Crossing the room, she kneeled by the fire. I clearly saw three marks on her forearm, wrist, and palm. But through her cotton layers beneath her collar, a bright orange shimmer continued forming at her heart center.
I took her hand gently. “What else do you hear?”
“Names,” she whispered. “Some still unsaid. Some don’t belong to us.”
Darian stiffened. “Don’t belong to us?”
She nodded. “From beyond the corridor. From other realms.”
I looked at him. Then back at her. And I understood. “The vow is listening to others as well.”
“The spiral is cracked,” she said. “And that makes the corridor insecure.”
The marked stood at the edge of the largest fighting ring, eyes on the ridge where a lone man had appeared, naked and covered in ash. He had a completely bald head. He stopped at the old trail’s end. And waited.
Darian came beside me. “He’s marked.”
“Look closer.”
No circles. No lines. But when he stepped into the light, we saw them—white threads beneath his skin, faint as cracks in stone. They ran across his chest and arms, a broken lattice. The kind of mark made by surviving what should have erased him.
He raised one hand as he walked up the path and stopped at the gate. The bond leaned toward him. Up close, I saw grey at his temples. His eyes didn’t crave power, only friendship and permission to join us. I didn’t believe him to be from this world, though, and although the bond agreed, it felt warm toward him.
“You went from memory to that which lay hidden,” I said.
He nodded. “And you brought it back.”
“Who are you?”
“A record,” he said. “One that survived the burning.”
I didn’t know what he meant by that, but confirmed, “You helped write the vow.”
“Yes, and you’re rewriting it now.”
“You must be ancient,” I said, unsure how someone could live for longer than a fae.
“I am very old indeed.” He looked past me, toward the Keep and the corridor.
I noticed his face didn’t look old at all, despite the ash that covered his naked skin.

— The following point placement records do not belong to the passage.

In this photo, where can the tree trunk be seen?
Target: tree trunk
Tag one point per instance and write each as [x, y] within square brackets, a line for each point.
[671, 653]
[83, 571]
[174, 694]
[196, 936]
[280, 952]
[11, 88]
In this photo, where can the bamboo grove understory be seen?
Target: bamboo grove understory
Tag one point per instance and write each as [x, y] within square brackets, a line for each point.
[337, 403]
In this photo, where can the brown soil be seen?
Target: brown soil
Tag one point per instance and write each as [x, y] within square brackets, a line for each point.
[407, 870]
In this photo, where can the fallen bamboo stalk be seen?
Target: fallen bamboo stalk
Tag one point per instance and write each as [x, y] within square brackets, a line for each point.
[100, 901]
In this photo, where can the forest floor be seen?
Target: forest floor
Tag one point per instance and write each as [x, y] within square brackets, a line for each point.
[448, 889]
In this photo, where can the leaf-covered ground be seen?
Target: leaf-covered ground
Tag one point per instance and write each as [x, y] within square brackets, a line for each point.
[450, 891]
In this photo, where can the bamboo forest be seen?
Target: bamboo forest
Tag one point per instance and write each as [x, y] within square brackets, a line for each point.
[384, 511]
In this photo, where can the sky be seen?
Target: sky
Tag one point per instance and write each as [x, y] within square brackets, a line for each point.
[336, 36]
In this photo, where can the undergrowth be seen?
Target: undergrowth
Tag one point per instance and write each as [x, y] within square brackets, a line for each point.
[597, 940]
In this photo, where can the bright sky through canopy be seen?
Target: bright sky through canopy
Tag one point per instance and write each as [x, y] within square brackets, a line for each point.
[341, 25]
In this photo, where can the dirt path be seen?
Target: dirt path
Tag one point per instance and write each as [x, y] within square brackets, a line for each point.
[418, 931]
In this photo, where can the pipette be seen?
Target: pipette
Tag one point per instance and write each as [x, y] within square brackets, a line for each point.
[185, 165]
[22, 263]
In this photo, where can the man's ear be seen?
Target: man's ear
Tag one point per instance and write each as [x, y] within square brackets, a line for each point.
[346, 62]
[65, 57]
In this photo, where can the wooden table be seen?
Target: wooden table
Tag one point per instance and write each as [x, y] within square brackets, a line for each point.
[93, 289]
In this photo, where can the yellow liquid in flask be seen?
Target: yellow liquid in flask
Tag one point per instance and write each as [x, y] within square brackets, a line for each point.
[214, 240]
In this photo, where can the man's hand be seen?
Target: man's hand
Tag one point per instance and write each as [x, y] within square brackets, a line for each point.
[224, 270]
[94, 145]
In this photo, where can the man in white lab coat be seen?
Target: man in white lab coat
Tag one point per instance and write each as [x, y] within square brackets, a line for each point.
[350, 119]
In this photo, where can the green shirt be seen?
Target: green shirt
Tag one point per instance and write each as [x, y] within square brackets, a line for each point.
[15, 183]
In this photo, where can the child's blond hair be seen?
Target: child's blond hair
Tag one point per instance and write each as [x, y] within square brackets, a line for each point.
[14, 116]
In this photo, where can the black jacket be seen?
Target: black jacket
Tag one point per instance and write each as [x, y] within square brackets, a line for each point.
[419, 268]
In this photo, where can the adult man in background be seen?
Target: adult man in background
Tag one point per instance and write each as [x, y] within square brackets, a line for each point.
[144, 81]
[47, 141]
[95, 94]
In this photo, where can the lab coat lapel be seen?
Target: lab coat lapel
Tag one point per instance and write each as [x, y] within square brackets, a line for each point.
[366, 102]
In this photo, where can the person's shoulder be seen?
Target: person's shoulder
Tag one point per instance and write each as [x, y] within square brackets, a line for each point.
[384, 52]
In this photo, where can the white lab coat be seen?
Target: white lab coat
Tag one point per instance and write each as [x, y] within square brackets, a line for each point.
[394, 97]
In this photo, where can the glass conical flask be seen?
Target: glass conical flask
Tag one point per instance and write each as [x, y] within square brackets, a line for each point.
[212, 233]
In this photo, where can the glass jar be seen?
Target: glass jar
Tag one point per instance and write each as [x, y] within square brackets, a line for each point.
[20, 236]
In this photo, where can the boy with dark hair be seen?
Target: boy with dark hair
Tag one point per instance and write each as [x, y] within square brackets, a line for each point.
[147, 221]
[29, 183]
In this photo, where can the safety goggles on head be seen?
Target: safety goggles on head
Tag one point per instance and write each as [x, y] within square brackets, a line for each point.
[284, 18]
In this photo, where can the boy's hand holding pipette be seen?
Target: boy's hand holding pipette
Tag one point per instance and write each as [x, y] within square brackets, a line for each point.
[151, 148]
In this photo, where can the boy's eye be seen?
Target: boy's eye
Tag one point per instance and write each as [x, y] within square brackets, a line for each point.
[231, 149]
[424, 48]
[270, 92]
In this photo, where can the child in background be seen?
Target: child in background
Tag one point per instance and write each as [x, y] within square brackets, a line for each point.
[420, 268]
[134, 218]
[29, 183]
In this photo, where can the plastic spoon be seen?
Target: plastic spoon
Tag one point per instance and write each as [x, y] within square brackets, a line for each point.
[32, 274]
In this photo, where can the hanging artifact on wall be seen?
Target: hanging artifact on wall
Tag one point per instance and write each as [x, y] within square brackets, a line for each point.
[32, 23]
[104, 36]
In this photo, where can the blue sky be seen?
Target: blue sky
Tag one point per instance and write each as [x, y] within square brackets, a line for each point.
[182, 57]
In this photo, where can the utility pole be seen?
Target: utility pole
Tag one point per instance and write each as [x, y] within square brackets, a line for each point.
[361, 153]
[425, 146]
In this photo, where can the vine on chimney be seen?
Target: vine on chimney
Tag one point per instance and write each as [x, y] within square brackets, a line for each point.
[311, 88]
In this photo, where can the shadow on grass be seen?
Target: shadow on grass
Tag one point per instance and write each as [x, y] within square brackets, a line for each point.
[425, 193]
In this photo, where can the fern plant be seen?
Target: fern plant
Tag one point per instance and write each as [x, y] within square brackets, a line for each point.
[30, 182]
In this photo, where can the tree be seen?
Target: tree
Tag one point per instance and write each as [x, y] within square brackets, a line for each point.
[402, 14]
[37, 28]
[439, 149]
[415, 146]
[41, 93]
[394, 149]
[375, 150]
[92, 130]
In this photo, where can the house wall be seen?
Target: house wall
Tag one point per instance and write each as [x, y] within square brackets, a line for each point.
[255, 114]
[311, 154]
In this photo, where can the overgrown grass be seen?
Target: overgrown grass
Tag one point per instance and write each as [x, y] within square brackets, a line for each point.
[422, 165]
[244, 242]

Perhaps he was pure fae. He certainly had fae ears. His face was smooth, and his skin was stretched thinly over bone.
“This won’t end quietly,” he said. “You need wardstones, and I know where they are.”

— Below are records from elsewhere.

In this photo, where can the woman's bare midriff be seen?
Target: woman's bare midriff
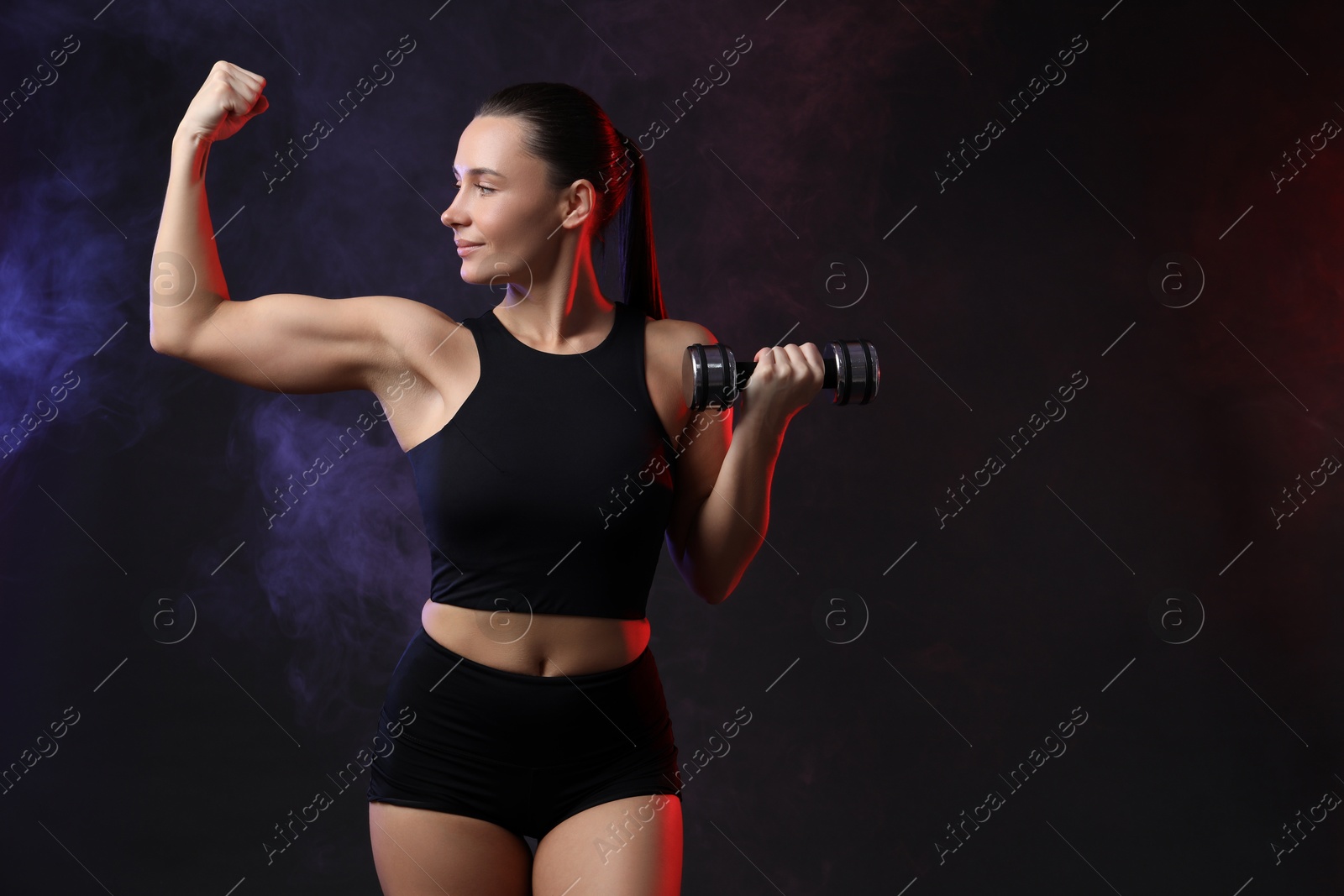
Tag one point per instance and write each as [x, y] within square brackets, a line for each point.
[537, 644]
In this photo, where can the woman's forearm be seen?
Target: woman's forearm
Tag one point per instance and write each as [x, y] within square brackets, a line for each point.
[186, 261]
[732, 520]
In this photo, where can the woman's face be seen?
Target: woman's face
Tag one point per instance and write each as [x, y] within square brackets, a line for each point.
[503, 206]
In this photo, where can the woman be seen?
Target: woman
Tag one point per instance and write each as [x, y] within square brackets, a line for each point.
[528, 701]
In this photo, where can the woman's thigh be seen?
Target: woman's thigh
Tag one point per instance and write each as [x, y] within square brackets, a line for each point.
[629, 846]
[420, 852]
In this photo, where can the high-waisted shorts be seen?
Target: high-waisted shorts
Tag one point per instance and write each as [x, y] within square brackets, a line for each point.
[517, 750]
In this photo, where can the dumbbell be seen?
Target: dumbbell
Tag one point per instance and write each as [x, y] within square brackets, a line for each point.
[706, 380]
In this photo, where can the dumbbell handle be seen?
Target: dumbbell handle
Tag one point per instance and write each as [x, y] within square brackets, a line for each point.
[851, 369]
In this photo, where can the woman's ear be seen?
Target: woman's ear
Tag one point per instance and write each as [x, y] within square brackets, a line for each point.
[578, 204]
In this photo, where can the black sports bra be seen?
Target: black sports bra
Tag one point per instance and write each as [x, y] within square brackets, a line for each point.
[551, 486]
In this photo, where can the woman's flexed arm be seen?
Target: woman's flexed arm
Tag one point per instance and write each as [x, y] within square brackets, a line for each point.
[281, 343]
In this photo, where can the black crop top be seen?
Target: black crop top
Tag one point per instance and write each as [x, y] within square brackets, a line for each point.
[551, 486]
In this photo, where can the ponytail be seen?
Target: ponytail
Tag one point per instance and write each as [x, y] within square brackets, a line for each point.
[638, 262]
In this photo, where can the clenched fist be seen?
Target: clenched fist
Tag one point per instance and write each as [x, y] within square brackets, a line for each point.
[785, 379]
[228, 101]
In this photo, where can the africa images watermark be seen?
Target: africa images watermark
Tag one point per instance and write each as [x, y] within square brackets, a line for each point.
[995, 464]
[622, 833]
[351, 772]
[322, 128]
[995, 801]
[1055, 76]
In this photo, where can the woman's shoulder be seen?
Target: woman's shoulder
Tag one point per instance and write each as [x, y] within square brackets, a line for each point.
[675, 335]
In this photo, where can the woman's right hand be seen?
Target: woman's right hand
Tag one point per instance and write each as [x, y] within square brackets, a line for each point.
[228, 100]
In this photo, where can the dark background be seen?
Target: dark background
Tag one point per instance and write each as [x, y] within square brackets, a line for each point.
[886, 698]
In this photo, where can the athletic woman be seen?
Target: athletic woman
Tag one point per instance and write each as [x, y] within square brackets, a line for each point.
[528, 703]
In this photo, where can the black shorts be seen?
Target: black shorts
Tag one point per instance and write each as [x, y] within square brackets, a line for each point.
[517, 750]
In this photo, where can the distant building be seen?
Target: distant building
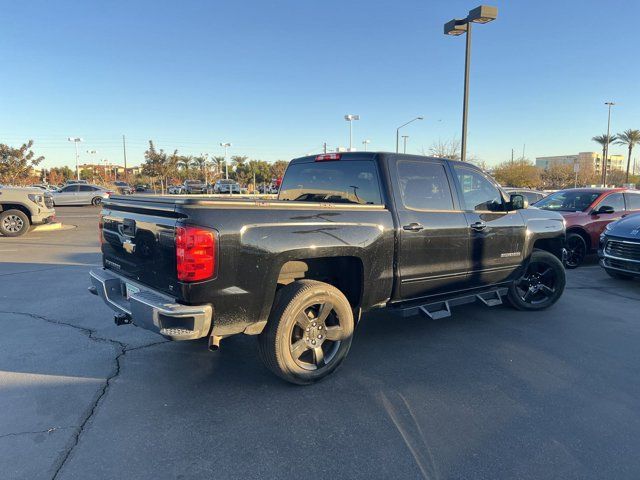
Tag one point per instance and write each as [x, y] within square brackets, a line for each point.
[616, 162]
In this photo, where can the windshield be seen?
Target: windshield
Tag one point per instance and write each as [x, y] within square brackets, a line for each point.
[568, 201]
[333, 181]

“In a town called Oxford?” The voice came from nowhere, out of my mouth.
He smiled once. “Yes. I’ll walk behind you. I’ve seen enough to know you lead. But first, pack up your bedrolls and belongings. We journey to the ancient city, and it will be a three-day hike.”
“My old knees can’t endure that,” Jack said, no longer crazy, since I’d returned with the blade.
“Anyone who isn’t able or doesn’t wish to come, stay here,” the ash-man said. “We will return with more Vowborn within this moontide.”
Chapter twenty-two
The Circle Buried
It had taken four days, not three. The rain started on the second and didn’t let up. Cold rain bled through cloaks. The ridges slicked. The gullies turned to sludge. Every incline became a trial. Every stop meant more blisters. By the fourth day, we barely spoke. Even the bond was quiet, as if it had fallen into a kind of sleep.